Peal Off (2018)
for brass quintet
in one movement
Approx. duration: 5'20"
PROGRAM NOTES
I’m fortunate to have met many performers who - whether due to personality, talent, or both - have inspired me out of the blue to write for them. (Whether they feel the same is a question I'll let lie...) A great example is the genesis of this tri-partite single movement for brass quintet. This was a genre that had not been on my radar. Yet attending my first New Music Gathering in Bowling Green, OH in May of 2017, as I was listening to Scott Tegge - tubist for the Gaudete Brass Quintet - participate in a panel discussion, and listening to his sonorous and evocative voice, got my brain to spinning and I found myself wondering how I would use my particular style and aesthetic for this timbral combination.
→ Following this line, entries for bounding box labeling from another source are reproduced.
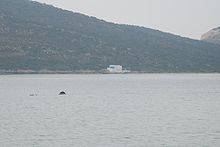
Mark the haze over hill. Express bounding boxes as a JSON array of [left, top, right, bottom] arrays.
[[0, 0, 220, 72], [201, 27, 220, 44]]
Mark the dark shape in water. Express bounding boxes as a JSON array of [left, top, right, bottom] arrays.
[[59, 91, 66, 95]]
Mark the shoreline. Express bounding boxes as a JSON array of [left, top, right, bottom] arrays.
[[0, 70, 220, 75]]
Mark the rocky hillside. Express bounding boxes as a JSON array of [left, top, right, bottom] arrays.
[[0, 0, 220, 72], [201, 27, 220, 44]]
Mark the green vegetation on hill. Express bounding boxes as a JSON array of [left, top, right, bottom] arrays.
[[0, 0, 220, 72]]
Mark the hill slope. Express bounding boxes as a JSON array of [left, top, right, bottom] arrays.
[[201, 27, 220, 44], [0, 0, 220, 72]]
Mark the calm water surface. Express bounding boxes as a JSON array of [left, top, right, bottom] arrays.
[[0, 74, 220, 147]]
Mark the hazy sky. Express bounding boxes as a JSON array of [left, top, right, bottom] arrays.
[[36, 0, 220, 39]]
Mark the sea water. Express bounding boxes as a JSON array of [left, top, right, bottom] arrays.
[[0, 74, 220, 147]]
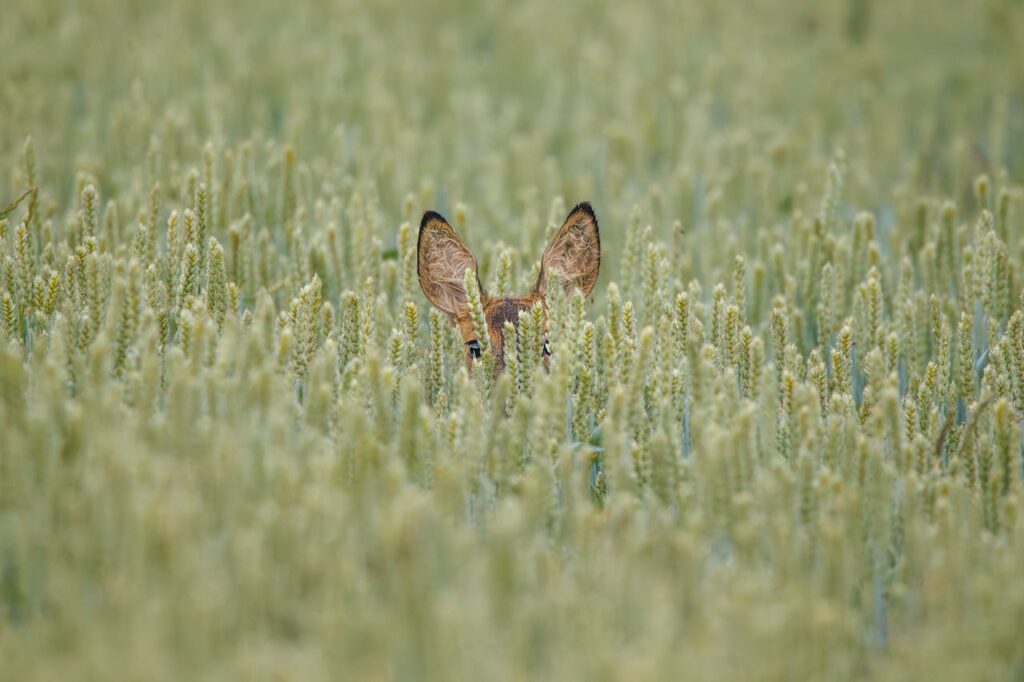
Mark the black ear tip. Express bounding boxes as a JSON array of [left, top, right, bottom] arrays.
[[569, 202, 597, 220], [420, 211, 447, 231]]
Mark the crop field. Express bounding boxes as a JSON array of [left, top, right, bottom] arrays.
[[0, 0, 1024, 682]]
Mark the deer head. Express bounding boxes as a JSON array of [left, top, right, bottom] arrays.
[[417, 202, 601, 371]]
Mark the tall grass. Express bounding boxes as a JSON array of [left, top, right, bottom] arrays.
[[0, 0, 1024, 680]]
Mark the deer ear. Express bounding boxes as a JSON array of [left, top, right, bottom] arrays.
[[416, 211, 479, 317], [535, 202, 601, 296]]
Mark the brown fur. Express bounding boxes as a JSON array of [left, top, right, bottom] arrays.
[[417, 203, 601, 372]]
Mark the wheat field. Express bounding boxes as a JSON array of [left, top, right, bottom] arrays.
[[0, 0, 1024, 681]]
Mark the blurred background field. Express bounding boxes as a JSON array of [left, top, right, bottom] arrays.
[[0, 0, 1024, 680]]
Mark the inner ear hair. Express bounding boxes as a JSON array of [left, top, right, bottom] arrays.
[[536, 202, 601, 296], [416, 211, 479, 317]]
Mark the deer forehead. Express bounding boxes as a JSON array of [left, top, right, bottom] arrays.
[[483, 295, 540, 332]]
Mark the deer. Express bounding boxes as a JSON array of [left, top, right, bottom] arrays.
[[416, 202, 601, 375]]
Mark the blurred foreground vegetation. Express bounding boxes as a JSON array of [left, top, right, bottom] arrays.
[[0, 0, 1024, 680]]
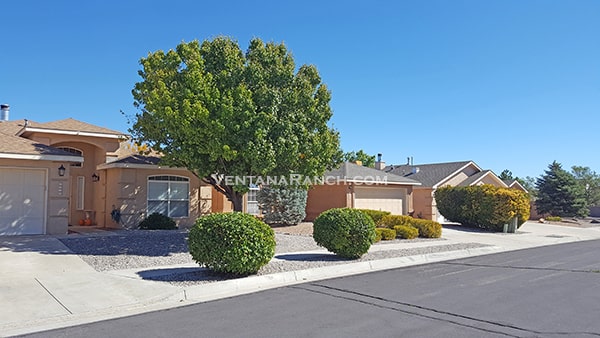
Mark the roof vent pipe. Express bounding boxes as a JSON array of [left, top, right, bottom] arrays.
[[0, 104, 10, 121]]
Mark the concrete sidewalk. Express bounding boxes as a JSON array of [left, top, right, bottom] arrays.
[[0, 222, 600, 336]]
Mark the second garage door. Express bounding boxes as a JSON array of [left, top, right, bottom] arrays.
[[0, 168, 46, 235], [354, 186, 405, 215]]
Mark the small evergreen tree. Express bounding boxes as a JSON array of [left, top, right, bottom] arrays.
[[535, 161, 589, 217], [571, 166, 600, 206], [256, 187, 308, 225]]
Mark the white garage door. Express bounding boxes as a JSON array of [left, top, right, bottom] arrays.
[[0, 168, 46, 235], [354, 186, 404, 215]]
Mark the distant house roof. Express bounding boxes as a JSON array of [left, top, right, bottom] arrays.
[[324, 162, 421, 185], [0, 132, 83, 162], [383, 161, 479, 187], [503, 180, 529, 193], [459, 170, 506, 187]]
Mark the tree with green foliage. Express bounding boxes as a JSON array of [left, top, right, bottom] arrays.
[[343, 149, 375, 168], [535, 161, 589, 217], [129, 37, 342, 211], [498, 169, 515, 181], [571, 166, 600, 206], [256, 186, 308, 225]]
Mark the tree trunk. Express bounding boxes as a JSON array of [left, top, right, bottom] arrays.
[[202, 176, 244, 212]]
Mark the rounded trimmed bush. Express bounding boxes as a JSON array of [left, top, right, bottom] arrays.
[[313, 208, 376, 258], [375, 228, 396, 241], [358, 209, 391, 225], [138, 212, 177, 230], [394, 225, 419, 239], [188, 212, 275, 275]]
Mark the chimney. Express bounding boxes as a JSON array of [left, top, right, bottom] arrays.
[[0, 104, 10, 121], [375, 153, 385, 170]]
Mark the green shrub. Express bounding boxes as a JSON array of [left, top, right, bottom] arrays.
[[377, 215, 414, 229], [435, 185, 530, 231], [358, 209, 390, 224], [188, 212, 275, 275], [138, 212, 177, 230], [380, 215, 442, 238], [373, 228, 381, 243], [375, 228, 396, 241], [410, 218, 442, 238], [313, 208, 376, 258], [394, 225, 419, 239], [256, 187, 308, 225]]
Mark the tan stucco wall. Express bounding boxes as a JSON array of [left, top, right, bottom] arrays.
[[101, 168, 212, 228], [52, 142, 106, 225], [28, 133, 119, 153], [412, 187, 435, 220], [305, 184, 352, 221], [0, 159, 69, 235], [210, 187, 233, 213]]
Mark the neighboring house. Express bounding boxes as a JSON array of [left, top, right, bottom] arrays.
[[0, 111, 216, 235], [306, 162, 421, 221], [503, 180, 529, 193], [382, 161, 507, 222]]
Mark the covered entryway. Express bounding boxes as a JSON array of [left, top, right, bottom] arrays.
[[0, 168, 47, 235], [354, 186, 406, 215]]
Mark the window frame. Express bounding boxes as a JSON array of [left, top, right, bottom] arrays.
[[146, 175, 191, 219], [56, 146, 83, 168]]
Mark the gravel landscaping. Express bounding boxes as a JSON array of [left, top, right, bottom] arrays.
[[60, 230, 486, 285]]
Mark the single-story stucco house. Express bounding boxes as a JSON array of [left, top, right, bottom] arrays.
[[0, 105, 248, 235], [382, 161, 518, 223], [306, 162, 421, 221]]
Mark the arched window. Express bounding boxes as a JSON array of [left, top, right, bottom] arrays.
[[148, 175, 190, 218], [56, 147, 83, 168]]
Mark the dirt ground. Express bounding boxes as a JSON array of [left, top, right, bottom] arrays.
[[272, 222, 312, 236]]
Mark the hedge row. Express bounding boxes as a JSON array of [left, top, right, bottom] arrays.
[[358, 209, 391, 224], [435, 185, 529, 231]]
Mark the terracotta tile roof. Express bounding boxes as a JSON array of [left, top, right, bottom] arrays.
[[29, 118, 124, 135], [0, 132, 79, 158]]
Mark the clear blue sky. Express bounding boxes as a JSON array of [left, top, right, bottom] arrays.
[[0, 0, 600, 177]]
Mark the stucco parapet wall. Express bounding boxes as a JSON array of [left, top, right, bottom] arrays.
[[96, 163, 189, 171], [0, 153, 83, 163], [339, 179, 421, 185], [17, 127, 127, 139]]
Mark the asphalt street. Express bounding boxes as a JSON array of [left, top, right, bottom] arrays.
[[19, 241, 600, 337]]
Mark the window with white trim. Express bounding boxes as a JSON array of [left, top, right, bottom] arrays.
[[148, 175, 190, 218], [75, 176, 85, 210], [246, 184, 260, 215], [56, 147, 83, 168]]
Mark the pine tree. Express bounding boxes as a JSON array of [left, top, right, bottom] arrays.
[[535, 161, 588, 217]]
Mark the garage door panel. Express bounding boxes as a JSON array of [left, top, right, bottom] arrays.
[[354, 187, 404, 215], [0, 168, 46, 235]]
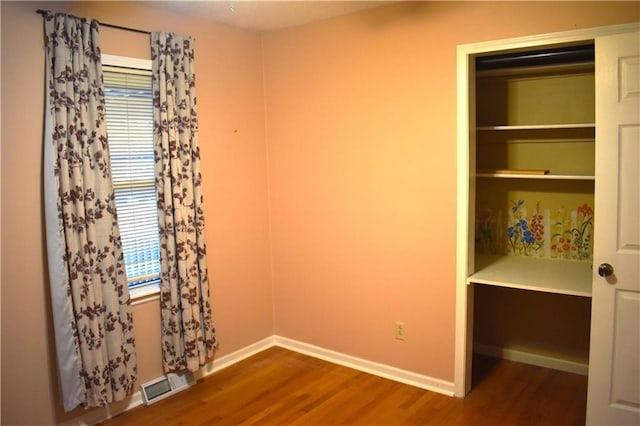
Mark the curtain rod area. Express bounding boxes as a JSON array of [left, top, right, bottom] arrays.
[[36, 9, 151, 35]]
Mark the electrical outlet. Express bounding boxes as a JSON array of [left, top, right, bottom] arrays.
[[396, 321, 407, 340]]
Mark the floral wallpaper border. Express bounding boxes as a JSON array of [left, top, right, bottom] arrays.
[[476, 199, 593, 261]]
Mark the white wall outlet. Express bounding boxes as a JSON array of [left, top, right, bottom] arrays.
[[396, 321, 407, 340]]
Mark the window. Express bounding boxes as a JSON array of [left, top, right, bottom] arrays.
[[102, 55, 160, 297]]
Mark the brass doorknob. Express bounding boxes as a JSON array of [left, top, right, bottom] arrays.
[[598, 263, 613, 277]]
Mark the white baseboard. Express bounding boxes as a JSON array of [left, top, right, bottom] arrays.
[[61, 335, 454, 426], [59, 391, 142, 426], [473, 344, 589, 376], [274, 336, 454, 396]]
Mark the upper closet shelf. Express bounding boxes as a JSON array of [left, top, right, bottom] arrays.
[[476, 170, 596, 180], [476, 123, 596, 131]]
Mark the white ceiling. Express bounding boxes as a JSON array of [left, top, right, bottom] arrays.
[[145, 0, 391, 31]]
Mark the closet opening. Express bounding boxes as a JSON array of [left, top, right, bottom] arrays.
[[467, 42, 595, 392]]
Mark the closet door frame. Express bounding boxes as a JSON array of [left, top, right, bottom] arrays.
[[454, 23, 638, 398]]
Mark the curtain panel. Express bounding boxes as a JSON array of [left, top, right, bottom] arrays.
[[151, 33, 217, 372], [43, 12, 137, 411]]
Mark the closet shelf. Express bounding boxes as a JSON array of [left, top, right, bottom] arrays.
[[476, 170, 595, 181], [476, 123, 596, 131], [467, 255, 592, 297]]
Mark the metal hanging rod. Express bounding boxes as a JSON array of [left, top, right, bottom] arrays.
[[36, 9, 151, 35]]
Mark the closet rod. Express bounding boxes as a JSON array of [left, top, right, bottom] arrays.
[[36, 9, 151, 35]]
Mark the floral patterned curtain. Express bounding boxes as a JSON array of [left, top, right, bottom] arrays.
[[151, 33, 216, 372], [43, 12, 137, 411]]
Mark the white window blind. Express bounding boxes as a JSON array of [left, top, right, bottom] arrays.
[[103, 66, 160, 288]]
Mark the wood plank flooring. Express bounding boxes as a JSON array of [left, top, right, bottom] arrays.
[[102, 347, 587, 426]]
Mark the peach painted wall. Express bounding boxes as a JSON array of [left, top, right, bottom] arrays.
[[1, 1, 640, 425], [1, 1, 273, 425], [264, 2, 640, 381]]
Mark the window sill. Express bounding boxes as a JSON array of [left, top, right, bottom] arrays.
[[129, 283, 160, 306]]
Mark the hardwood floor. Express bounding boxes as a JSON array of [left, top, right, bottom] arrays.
[[102, 347, 587, 426]]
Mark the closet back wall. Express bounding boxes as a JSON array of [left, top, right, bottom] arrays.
[[1, 1, 273, 425]]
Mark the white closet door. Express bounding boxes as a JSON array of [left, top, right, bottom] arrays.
[[587, 32, 640, 425]]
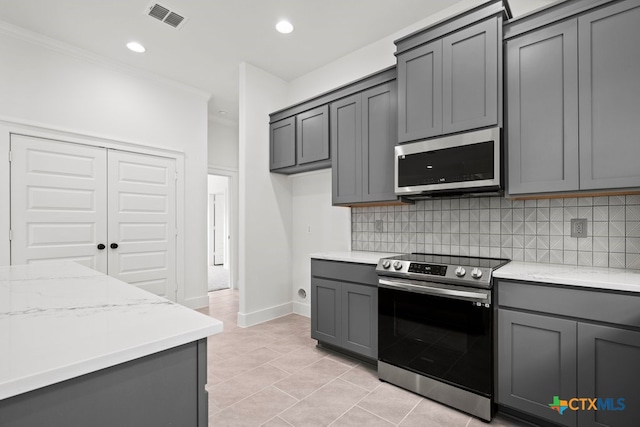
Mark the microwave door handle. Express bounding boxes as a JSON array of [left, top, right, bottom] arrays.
[[378, 279, 489, 301]]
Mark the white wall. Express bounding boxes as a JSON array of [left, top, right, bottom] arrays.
[[238, 63, 292, 326], [0, 27, 208, 307], [208, 117, 239, 171], [207, 175, 229, 269], [291, 169, 351, 316]]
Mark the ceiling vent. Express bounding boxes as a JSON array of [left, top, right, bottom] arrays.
[[145, 2, 188, 28]]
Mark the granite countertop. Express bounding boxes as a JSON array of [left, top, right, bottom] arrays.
[[493, 261, 640, 292], [310, 251, 400, 265], [0, 262, 222, 400]]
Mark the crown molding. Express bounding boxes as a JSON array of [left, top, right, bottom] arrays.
[[0, 21, 211, 101]]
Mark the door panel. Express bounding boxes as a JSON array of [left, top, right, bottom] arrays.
[[107, 150, 176, 299], [11, 135, 107, 273]]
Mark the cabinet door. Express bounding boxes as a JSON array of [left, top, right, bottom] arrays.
[[506, 19, 579, 194], [269, 117, 296, 170], [578, 0, 640, 190], [331, 94, 362, 205], [362, 81, 398, 206], [498, 310, 577, 426], [311, 277, 342, 346], [11, 135, 108, 274], [342, 282, 378, 359], [578, 323, 640, 427], [398, 40, 442, 142], [296, 105, 329, 165], [442, 18, 500, 134]]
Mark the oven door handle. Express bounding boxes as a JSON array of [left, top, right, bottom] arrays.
[[378, 279, 489, 303]]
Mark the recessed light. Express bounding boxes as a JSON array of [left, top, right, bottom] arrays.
[[127, 42, 147, 53], [276, 21, 293, 34]]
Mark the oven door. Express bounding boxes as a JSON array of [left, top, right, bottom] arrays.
[[378, 277, 493, 397]]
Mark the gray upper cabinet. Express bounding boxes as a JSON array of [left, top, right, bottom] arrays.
[[578, 0, 640, 190], [442, 17, 500, 134], [506, 19, 578, 194], [269, 105, 331, 174], [296, 105, 329, 165], [331, 94, 362, 205], [395, 1, 508, 142], [269, 67, 397, 176], [269, 117, 296, 170], [398, 40, 442, 142], [331, 81, 397, 205], [505, 0, 640, 195]]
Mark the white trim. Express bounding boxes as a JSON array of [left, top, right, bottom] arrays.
[[293, 302, 311, 317], [207, 165, 240, 289], [0, 21, 212, 101], [0, 118, 185, 307], [238, 302, 293, 328], [180, 295, 209, 310]]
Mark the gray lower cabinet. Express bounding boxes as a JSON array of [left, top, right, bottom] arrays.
[[505, 0, 640, 195], [395, 1, 506, 143], [269, 105, 331, 174], [0, 339, 209, 427], [311, 259, 378, 360], [331, 81, 398, 205], [498, 310, 577, 426], [578, 323, 640, 427], [497, 280, 640, 427]]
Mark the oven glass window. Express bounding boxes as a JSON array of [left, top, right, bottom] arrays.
[[378, 288, 492, 396], [398, 141, 495, 187]]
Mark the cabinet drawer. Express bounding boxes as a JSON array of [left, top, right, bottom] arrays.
[[497, 280, 640, 328], [311, 259, 378, 287]]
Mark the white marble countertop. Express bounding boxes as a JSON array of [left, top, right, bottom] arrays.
[[493, 261, 640, 292], [310, 251, 400, 265], [0, 263, 222, 400]]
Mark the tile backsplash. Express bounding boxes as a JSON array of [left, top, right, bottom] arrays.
[[351, 195, 640, 270]]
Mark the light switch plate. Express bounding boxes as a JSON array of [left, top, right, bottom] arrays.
[[571, 218, 587, 238]]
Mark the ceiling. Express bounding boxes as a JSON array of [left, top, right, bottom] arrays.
[[0, 0, 552, 123]]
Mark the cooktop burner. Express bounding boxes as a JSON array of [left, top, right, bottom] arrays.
[[376, 253, 509, 288]]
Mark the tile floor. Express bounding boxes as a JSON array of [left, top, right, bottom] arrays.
[[200, 289, 525, 427]]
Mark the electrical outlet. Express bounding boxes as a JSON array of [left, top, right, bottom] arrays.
[[571, 218, 587, 238]]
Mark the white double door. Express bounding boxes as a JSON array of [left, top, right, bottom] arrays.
[[11, 135, 176, 300]]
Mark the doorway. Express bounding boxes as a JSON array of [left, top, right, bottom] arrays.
[[207, 174, 231, 292]]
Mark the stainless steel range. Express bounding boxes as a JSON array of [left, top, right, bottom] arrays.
[[376, 253, 509, 421]]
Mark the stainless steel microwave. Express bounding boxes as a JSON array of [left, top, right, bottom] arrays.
[[395, 127, 504, 198]]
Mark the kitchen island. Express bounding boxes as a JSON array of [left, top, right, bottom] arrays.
[[0, 263, 222, 426]]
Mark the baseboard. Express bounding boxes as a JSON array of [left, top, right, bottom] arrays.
[[238, 302, 293, 328], [293, 302, 311, 317], [180, 295, 209, 310]]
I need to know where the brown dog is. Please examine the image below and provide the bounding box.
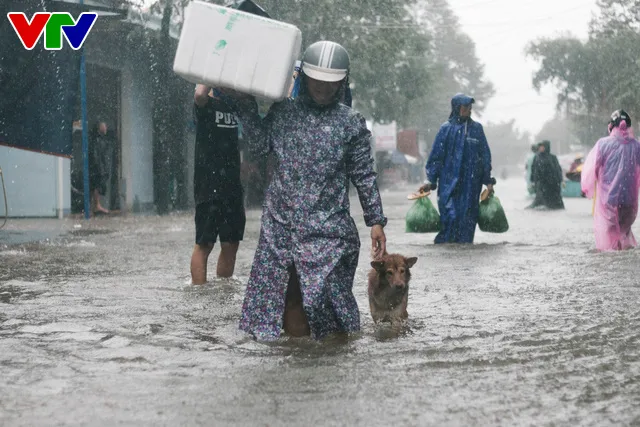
[369,254,418,324]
Within minutes the entire opening span of the piece formed in my mind, almost exactly as it currently stands (with the happy later alteration occasioned by a slight misreading at the premiere. Never discount the benefits a mistake can produce!).
The title of this dance-inspired piece - spelled P-E-A-L, not P-E-E-L and therefore containing no suggestions subliminal or otherwise for the ensemble or auditors to remove articles of clothing - comes from the opening ricocheting figure which suggested to me the tolling, or pealing, of bells. From that figuration the piece takes off, expanding into various dance-based grooves and fanfares.